Laurel se lo entregó y Bonny sonrió.
—Laurel Nicolson. Como la actriz.
—Sí —concedió Laurel—. Ni más ni menos.
Bonny le entregó un pase y señaló hacia una escalera de caracol.
—Tiene que ir a la segunda planta. Vaya al escritorio, el libro debería estar ahí.
Así lo hizo. Aunque lo que encontró fue un caballero de lo más solícito, ataviado con un chaleco de punto rojo y una poblada barba blanca. Laurel explicó lo que estaba buscando, le mostró la hoja que le habían dado en la recepción y enseguida el hombre se dirigió a los estantes detrás de él y dejó sobre el mostrador un fino tomo encuadernado en cuero negro. Laurel leyó el título entre dientes y experimentó un escalofrío expectante:
Henry Jenkins: La vida, el amor y la pérdida de un escritor
.
Encontró un asiento en un rincón y se sentó, abrió el libro e inhaló el glorioso aroma polvoriento del papel, lleno de posibilidades. No era un libro demasiado largo. Lo había publicado una editorial que Laurel no conocía y el diseño era muy poco profesional: la tipografía y su tamaño, los márgenes inexistentes y las fotografías escasas y de mala calidad; en gran medida, también parecía que los extractos de las novelas de Henry Jenkins servían de relleno. Pero era un punto de partida, y Laurel estaba impaciente por comenzar. Echó un vistazo al índice y su corazón latió con fuerza cuando vio un capítulo titulado «Vida de casado», que había despertado su interés en el listado de internet.
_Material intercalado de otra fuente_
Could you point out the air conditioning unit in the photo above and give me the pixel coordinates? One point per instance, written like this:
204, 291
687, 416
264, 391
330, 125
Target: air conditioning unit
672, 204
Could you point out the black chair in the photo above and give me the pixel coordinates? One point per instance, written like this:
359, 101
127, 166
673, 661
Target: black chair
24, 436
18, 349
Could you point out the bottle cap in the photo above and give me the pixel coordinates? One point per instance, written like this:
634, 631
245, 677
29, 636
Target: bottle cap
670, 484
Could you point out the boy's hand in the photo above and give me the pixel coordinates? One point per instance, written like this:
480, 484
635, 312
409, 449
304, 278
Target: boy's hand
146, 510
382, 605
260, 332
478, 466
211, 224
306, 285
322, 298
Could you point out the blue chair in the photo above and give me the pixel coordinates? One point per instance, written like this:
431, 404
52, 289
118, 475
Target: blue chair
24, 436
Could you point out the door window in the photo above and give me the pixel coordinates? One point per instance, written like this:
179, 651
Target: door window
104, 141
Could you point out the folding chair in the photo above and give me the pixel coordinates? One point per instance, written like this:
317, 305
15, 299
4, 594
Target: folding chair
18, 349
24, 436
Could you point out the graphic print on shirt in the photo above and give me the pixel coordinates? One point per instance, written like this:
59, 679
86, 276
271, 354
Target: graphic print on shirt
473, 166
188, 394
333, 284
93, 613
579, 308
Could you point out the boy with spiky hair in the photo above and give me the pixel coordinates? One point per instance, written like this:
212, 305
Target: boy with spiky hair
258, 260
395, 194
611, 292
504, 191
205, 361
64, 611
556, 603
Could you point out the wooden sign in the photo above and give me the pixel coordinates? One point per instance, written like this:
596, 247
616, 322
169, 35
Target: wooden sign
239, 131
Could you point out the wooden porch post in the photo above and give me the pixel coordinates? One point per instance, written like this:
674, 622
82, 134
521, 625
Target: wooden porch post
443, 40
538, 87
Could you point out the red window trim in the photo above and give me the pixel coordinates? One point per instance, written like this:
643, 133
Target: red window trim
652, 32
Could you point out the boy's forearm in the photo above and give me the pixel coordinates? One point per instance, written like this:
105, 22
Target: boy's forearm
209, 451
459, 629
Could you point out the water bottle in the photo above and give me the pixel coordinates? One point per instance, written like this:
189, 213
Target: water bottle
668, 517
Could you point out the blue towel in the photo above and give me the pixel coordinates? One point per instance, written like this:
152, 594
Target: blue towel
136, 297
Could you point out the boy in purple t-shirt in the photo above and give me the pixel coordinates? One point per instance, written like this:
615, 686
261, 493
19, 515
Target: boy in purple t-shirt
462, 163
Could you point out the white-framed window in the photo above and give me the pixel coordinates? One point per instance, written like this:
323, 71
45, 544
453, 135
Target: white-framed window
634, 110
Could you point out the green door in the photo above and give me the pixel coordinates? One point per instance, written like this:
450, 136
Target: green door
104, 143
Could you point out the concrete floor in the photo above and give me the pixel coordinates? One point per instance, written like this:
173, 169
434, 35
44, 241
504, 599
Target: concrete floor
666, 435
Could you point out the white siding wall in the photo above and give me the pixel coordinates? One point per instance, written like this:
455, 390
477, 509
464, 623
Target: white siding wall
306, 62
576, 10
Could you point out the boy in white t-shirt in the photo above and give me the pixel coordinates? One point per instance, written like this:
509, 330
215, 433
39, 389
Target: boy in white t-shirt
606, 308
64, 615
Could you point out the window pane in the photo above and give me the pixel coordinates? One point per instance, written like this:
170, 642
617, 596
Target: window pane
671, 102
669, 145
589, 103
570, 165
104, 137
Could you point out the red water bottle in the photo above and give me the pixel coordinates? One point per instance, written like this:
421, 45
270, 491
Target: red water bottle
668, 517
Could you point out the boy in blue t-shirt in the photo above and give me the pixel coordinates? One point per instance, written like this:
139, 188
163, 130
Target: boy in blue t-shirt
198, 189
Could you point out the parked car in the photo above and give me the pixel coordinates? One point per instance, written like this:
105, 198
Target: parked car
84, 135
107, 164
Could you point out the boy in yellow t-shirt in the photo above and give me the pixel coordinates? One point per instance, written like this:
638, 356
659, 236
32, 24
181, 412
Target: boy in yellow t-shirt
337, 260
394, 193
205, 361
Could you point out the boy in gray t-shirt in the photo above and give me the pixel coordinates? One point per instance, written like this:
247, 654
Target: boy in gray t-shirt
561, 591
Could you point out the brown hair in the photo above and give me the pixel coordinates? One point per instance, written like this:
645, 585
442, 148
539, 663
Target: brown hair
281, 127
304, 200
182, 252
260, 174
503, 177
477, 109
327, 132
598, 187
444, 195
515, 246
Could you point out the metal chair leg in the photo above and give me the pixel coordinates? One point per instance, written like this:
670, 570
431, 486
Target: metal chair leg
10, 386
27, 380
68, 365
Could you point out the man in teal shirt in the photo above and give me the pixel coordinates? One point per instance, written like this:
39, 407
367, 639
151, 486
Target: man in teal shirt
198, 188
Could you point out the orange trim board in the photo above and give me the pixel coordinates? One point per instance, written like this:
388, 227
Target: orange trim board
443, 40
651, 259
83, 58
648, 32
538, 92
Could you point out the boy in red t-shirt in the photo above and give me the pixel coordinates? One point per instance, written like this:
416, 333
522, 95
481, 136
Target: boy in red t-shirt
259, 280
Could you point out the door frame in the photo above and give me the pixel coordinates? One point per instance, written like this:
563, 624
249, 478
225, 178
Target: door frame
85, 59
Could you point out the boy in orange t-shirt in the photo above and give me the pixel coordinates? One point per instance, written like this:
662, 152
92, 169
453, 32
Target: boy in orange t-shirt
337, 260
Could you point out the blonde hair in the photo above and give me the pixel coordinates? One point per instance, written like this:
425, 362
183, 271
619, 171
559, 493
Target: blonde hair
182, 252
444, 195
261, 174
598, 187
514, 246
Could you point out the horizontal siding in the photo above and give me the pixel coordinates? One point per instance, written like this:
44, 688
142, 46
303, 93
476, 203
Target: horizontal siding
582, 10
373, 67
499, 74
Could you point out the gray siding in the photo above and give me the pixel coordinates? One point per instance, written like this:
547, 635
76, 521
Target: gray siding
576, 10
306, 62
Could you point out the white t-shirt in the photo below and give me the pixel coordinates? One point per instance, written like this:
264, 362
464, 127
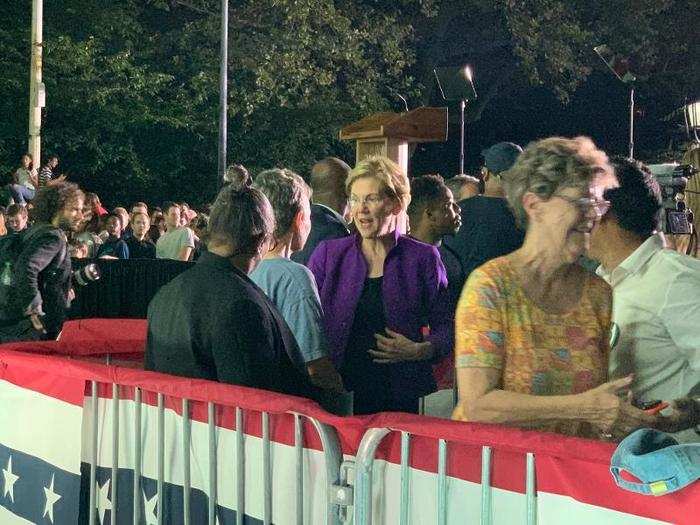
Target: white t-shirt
656, 306
172, 242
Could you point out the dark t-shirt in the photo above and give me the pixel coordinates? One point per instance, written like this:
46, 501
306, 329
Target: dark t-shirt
212, 322
141, 249
488, 231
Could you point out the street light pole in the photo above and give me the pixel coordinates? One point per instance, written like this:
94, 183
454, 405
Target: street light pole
223, 92
36, 87
462, 106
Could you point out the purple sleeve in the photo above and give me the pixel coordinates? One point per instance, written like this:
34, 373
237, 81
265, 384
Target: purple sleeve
440, 318
317, 264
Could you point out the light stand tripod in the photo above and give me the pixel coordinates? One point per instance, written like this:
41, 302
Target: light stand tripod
620, 67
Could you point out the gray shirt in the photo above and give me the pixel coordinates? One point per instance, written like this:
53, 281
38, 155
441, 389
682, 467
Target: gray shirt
292, 289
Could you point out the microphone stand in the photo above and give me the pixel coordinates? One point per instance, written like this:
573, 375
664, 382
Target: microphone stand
462, 106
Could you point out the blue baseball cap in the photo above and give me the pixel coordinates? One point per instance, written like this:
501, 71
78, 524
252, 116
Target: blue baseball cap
657, 460
500, 157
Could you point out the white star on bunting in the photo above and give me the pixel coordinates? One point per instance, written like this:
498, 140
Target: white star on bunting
103, 503
149, 509
51, 499
10, 480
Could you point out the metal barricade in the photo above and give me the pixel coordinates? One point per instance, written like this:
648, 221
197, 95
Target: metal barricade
332, 457
364, 463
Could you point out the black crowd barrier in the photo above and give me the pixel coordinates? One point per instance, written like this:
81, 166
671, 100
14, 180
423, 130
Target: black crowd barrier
125, 287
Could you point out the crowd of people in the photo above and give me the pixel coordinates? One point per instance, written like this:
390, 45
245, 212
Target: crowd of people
544, 280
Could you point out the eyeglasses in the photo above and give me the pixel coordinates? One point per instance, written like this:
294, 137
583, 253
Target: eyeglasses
586, 204
372, 200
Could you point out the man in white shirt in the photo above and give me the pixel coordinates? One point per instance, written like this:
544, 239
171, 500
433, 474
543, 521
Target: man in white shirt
177, 242
656, 299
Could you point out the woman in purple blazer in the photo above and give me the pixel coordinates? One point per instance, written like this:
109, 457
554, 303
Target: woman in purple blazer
381, 291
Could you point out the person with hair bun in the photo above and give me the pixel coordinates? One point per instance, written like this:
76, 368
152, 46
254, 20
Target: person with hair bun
381, 291
533, 326
212, 321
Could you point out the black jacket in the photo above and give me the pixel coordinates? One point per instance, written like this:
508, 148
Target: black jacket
325, 224
42, 277
212, 322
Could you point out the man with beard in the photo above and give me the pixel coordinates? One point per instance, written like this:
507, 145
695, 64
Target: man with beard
40, 292
489, 228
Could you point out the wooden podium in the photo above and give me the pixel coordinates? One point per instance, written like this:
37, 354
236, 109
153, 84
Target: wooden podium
389, 134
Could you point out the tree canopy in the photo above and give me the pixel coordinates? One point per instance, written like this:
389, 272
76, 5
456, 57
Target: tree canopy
132, 85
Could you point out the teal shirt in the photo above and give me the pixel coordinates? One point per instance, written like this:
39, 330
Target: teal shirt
292, 289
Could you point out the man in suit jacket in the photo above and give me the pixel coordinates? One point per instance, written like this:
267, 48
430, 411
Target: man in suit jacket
329, 200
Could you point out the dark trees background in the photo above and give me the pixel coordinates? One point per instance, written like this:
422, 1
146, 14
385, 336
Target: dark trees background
132, 85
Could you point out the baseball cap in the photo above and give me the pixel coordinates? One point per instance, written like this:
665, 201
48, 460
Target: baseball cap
500, 157
657, 460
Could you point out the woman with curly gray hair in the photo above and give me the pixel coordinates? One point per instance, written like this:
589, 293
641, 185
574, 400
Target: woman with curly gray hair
532, 327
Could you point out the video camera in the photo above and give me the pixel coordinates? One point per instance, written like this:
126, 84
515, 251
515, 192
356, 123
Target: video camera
676, 218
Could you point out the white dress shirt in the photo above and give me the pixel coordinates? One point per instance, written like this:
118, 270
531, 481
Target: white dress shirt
656, 306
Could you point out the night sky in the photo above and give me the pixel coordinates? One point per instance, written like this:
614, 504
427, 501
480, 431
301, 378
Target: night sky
599, 109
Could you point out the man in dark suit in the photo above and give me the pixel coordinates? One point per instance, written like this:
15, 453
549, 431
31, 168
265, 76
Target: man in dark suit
327, 181
488, 226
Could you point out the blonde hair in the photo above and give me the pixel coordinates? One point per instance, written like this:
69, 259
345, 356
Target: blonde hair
549, 164
386, 171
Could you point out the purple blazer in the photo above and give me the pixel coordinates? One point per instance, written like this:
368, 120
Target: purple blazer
415, 295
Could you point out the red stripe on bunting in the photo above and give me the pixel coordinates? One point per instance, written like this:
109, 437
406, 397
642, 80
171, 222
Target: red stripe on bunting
566, 466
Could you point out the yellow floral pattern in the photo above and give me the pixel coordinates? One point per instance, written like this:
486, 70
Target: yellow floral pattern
539, 353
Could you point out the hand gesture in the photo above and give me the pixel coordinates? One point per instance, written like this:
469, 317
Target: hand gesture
685, 415
609, 409
396, 348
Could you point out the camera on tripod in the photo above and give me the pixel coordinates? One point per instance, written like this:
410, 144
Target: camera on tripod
673, 178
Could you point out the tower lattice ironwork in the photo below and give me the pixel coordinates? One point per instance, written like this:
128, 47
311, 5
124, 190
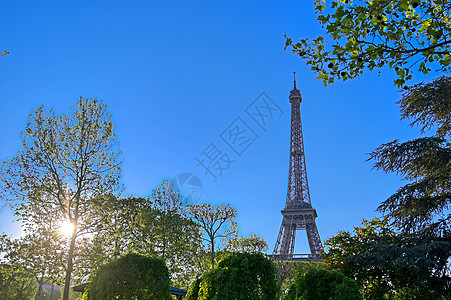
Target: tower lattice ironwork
298, 213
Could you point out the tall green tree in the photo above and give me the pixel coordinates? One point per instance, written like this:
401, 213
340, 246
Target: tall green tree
157, 225
252, 244
399, 34
217, 222
67, 162
389, 265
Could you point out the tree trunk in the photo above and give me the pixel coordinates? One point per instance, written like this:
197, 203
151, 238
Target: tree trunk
212, 254
51, 294
69, 267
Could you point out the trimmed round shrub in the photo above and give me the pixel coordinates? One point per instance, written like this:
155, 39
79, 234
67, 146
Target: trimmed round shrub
132, 276
238, 276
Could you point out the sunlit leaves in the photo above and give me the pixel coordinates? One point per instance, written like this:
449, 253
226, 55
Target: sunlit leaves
68, 164
401, 34
217, 222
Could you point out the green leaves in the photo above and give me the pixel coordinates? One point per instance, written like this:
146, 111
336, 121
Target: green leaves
131, 276
238, 276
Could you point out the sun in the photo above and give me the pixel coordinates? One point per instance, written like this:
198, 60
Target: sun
67, 229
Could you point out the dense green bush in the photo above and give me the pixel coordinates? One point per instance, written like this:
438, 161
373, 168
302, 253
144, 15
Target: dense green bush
238, 276
316, 283
132, 276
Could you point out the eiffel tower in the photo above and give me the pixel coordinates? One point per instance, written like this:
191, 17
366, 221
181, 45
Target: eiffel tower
298, 213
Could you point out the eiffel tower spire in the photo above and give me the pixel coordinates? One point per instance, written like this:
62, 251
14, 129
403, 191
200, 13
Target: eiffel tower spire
298, 213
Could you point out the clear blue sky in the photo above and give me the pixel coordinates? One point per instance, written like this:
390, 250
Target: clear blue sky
176, 74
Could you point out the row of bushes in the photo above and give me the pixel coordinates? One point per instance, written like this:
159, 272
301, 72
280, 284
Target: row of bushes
237, 276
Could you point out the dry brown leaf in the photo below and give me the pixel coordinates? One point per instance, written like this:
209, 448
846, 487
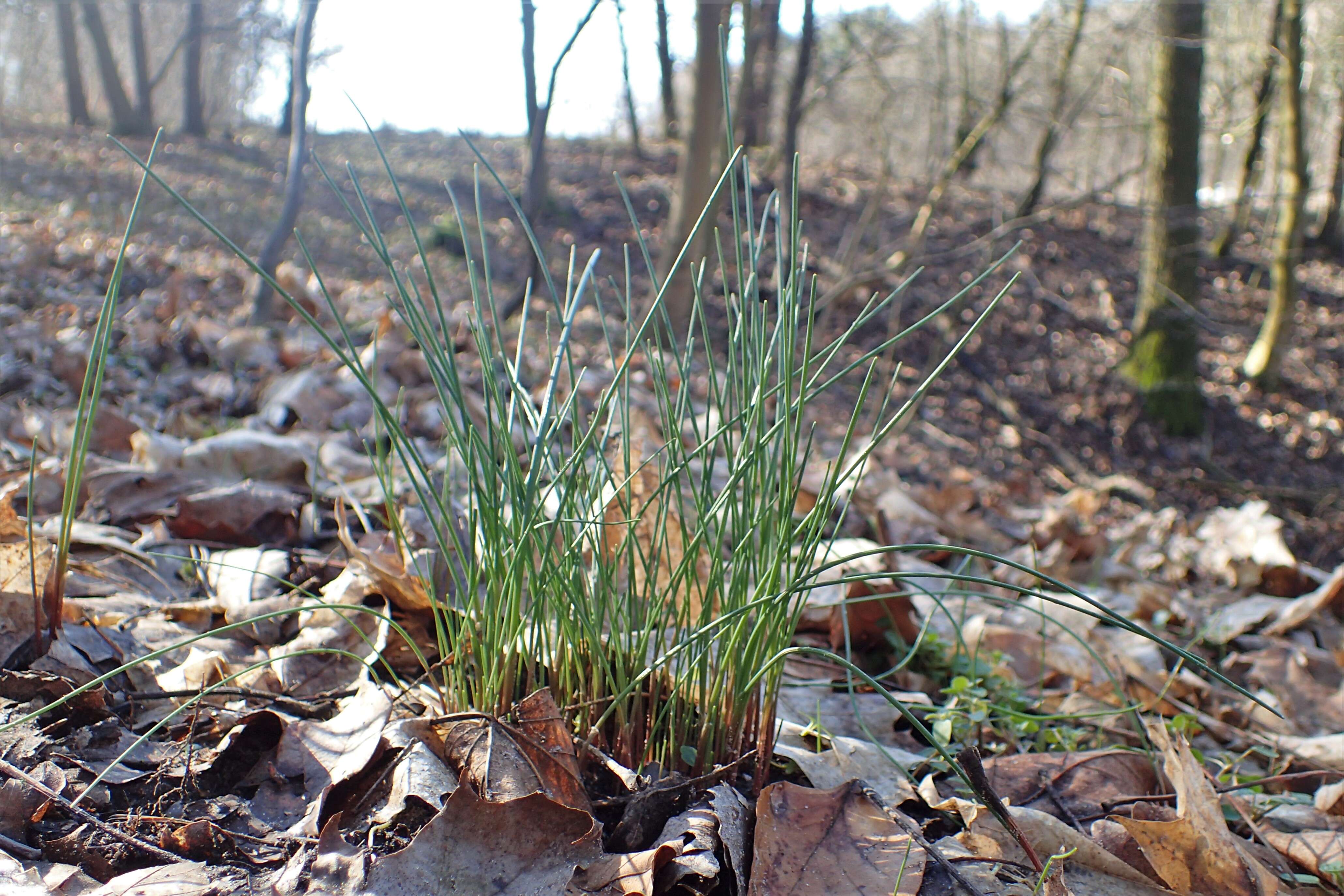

Pero Laurel no se dirigió directamente a la página noventa y siete. Últimamente, cada vez que cerraba los ojos, aparecía la oscura silueta del hombre de sombrero negro, grabada en su retina, recorriendo el camino iluminado por el sol. Tamborileó con los dedos en la página del índice. Aquí estaba su oportunidad de conocerlo mejor, de añadir color y detalles a esa silueta que le ponía los pelos de punta, tal vez incluso descubrir el motivo de lo que hizo su madre ese día. Laurel había tenido miedo antes, cuando buscó a Henry Jenkins en la red, pero esto, este librito más bien insignificante, no le imponía el mismo respeto. La información que contenía se había publicado hacía mucho tiempo (en 1963, según vio en la página de créditos), lo cual significaba, debido a un desgaste natural, que probablemente quedaban muy pocos ejemplares, la mayoría perdidos en rincones oscuros y poco frecuentados. Este ejemplar en concreto había permanecido oculto durante décadas entre miles y miles de libros olvidados; si Laurel encontraba algo en su interior que no le gustase, simplemente lo cerraría y lo devolvería a su lugar. Y nunca más hablaría de él. Vaciló, pero solo un instante, antes de hacer acopio de valor. Con un hormigueo en los dedos, se dirigió rápidamente al prólogo. Tras respirar hondo, para contener una emoción súbita y extraña, comenzó a leer acerca de ese desconocido del camino.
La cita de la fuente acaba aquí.